High-availability Seamless Redundancy (HSR)

High-availability Seamless Redundancy (HSR) is a network protocol for Ethernet that provides seamless failover against failure of any network component. This redundancy is invisible to the application.

HSR nodes have two ports and act as a switch (bridge), which allows arranging them into a ring or meshed structure without dedicated switches. This is in contrast to the companion standard Parallel Redundancy Protocol (IEC 62439-3 Clause 4), with which HSR shares the operating principle.

PRP and HSR are standardized by the IEC 62439-3:2016).
PRP and HSR are independent of the application-protocol and can be used by most Industrial Ethernet protocols in the IEC 61784 suite. It has been adopted for substation automation in the framework of IEC 61850.

PRP and HSR are suited for applications that request high availability and short switchover time, such as: protection for electrical substation, synchronized drives (e.g. in printing machines) or high power inverters. For such applications, the recovery time of commonly used protocols such as the Rapid Spanning Tree Protocol (RSTP) is too long.

The cost of HSR is that nodes require hardware support (FPGA or ASIC) to forward or discard frames within microseconds. This cost is compensated because no Ethernet switches are required. Hardware support is anyhow needed when the node supports clock synchronization or security.

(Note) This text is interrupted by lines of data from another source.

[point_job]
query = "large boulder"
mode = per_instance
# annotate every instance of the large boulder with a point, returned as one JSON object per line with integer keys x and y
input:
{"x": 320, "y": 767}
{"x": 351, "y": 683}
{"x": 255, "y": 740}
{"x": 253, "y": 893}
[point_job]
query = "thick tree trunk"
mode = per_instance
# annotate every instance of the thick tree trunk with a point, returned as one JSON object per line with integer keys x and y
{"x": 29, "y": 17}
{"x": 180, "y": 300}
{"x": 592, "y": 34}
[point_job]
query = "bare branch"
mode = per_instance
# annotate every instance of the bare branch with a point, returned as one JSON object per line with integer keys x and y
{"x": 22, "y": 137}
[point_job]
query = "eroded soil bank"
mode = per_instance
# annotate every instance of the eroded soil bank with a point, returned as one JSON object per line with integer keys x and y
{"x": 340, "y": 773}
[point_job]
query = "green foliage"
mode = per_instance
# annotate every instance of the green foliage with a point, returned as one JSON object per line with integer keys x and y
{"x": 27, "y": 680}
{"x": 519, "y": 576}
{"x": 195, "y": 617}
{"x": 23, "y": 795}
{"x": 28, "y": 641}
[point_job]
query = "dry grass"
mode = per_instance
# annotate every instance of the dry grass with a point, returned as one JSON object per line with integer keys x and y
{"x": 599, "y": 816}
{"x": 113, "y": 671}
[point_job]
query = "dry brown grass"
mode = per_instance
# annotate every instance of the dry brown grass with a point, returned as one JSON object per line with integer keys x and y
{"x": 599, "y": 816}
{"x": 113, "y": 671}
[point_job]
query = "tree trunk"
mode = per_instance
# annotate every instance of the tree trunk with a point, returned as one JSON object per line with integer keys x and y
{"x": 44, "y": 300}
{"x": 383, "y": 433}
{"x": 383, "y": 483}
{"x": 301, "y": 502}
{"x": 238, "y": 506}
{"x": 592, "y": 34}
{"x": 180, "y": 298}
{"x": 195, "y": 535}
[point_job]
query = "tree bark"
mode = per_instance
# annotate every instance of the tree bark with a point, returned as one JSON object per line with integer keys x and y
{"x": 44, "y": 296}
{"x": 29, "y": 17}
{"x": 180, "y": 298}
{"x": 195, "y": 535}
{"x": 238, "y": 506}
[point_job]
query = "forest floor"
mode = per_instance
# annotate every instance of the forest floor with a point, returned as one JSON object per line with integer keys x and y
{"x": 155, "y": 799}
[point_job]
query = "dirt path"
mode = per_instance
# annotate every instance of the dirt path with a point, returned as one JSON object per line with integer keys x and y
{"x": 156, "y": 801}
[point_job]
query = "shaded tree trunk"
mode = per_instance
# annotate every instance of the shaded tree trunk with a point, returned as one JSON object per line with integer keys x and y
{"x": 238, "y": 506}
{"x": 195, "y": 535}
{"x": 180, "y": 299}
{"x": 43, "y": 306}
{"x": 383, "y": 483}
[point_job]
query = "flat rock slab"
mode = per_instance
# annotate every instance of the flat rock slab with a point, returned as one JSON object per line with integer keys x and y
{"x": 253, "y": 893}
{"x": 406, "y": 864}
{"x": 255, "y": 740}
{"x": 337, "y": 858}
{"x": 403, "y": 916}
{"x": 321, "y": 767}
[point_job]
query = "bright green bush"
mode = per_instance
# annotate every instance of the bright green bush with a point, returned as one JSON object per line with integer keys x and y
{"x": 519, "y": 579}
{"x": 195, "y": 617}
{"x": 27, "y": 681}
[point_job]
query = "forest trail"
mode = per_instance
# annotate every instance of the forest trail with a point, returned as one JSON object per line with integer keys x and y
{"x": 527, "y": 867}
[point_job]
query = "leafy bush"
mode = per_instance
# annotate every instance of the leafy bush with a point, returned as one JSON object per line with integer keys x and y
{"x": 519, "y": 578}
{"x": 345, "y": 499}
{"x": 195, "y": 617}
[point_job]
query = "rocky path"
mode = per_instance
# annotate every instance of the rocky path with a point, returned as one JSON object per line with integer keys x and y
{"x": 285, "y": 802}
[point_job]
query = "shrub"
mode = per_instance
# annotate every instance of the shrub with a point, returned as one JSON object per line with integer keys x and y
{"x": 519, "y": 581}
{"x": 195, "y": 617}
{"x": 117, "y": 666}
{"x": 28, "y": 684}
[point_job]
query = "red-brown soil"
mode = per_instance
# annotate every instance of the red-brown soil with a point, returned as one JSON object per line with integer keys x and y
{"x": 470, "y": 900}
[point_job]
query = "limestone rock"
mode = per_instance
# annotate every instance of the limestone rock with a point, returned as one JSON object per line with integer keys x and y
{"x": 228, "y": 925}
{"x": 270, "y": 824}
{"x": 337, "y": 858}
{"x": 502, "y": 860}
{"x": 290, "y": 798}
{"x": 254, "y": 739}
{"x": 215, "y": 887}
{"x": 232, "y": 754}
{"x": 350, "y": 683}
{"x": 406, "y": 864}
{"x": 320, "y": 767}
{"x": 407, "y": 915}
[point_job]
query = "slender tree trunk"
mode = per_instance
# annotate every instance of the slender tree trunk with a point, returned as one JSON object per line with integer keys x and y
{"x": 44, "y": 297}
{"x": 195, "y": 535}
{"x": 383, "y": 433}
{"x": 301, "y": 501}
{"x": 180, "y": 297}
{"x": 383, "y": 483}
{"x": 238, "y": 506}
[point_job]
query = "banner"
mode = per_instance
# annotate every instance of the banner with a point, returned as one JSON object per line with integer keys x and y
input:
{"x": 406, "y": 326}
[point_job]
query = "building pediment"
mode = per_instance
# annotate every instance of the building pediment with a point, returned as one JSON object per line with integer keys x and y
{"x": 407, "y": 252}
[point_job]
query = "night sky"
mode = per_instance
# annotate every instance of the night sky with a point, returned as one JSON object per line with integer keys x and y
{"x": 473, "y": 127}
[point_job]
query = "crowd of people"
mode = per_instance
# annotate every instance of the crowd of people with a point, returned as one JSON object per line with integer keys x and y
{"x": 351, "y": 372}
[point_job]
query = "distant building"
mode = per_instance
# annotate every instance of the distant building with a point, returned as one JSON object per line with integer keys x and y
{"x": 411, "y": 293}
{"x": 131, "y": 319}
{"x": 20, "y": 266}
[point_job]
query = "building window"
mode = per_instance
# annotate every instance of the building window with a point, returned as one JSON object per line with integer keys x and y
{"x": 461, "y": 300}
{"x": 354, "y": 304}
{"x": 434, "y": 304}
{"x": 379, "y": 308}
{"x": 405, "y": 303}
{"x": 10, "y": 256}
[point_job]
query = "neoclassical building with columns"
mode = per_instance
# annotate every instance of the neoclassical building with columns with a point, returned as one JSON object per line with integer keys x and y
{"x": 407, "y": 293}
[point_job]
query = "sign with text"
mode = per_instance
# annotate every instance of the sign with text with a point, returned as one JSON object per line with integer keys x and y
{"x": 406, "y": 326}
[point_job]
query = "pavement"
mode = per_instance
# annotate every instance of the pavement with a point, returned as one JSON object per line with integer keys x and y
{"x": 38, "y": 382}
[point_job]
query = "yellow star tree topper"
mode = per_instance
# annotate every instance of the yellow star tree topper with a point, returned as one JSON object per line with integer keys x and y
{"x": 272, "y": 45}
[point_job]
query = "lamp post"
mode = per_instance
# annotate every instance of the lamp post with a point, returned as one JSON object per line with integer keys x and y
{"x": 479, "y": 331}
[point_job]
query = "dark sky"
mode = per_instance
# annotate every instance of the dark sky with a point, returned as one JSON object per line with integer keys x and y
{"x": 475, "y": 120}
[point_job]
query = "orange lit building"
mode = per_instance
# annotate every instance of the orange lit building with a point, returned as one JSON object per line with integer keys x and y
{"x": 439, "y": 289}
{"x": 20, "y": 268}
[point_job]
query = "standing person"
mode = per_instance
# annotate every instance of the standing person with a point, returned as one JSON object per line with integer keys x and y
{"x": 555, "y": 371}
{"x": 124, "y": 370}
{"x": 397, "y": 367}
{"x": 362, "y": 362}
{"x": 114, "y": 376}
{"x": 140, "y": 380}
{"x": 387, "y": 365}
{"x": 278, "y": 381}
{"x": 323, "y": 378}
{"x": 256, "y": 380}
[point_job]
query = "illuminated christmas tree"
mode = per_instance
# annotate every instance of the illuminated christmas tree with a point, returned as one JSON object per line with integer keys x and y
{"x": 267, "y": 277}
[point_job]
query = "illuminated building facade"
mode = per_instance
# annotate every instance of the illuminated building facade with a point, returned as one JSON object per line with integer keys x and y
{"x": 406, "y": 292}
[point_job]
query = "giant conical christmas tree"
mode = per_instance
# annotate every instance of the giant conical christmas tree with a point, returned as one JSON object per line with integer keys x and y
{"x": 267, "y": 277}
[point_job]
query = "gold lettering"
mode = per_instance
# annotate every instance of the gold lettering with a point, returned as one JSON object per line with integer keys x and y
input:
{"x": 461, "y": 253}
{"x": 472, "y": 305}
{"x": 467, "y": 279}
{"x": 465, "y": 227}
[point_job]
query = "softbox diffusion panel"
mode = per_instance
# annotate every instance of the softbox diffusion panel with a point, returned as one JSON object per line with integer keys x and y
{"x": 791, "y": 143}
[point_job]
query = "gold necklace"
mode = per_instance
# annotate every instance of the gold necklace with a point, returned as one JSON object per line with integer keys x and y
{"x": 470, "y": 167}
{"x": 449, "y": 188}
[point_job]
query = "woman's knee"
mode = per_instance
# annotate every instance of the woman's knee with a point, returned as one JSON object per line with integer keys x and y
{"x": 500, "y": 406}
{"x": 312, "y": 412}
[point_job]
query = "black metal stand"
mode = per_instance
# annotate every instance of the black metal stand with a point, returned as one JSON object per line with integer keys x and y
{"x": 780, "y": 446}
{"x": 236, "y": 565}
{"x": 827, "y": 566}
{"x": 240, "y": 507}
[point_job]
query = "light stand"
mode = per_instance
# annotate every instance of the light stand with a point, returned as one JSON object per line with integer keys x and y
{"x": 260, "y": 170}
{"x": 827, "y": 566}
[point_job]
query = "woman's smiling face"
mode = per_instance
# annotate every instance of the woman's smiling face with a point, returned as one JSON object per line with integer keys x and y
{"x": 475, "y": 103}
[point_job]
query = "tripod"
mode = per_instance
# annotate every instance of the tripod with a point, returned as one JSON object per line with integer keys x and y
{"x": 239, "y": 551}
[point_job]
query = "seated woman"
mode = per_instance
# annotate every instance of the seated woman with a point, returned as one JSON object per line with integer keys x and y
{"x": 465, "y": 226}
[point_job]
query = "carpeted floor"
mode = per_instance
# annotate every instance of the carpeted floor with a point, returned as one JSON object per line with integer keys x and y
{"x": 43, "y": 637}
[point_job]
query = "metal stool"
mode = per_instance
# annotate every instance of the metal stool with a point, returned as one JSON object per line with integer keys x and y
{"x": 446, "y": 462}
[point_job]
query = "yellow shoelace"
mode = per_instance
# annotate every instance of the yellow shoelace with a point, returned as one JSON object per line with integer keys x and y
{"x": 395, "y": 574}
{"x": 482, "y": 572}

HSR does not cover the failure of end nodes, but redundant nodes can be connected via HSR.

Operation

Every HSR node is a switching node, i.e. it can forward a frame received on one port to at least one other port in cut-through mode.

A source node sends the same frame over all ports to the neighbour nodes.

A destination node should receive, in the fault-free state, two identical frames within a certain time skew, forward the first frame to the application and discard the second frame when (and if) it comes.

A node forwards a frame unless it detects a frame that it sent itself or that it already sent. To reduce unicast traffic, a node does not forward a frame for which it is the sole destination (Mode U). This does not apply when traffic supervision is needed.

To reduce traffic, a node may refrain from sending a frame that it already received from the opposite direction on the same port (Mode X), but this does not apply to all frames.

Especially, Precision Time Protocol frames (multicast) are no duplicates of each other since they are modified by each node to correct the time. Such frames can only be retired by the node that originally inserted them, or by another node that already sent them. Also, this mode cannot be used when deterministic operation is required.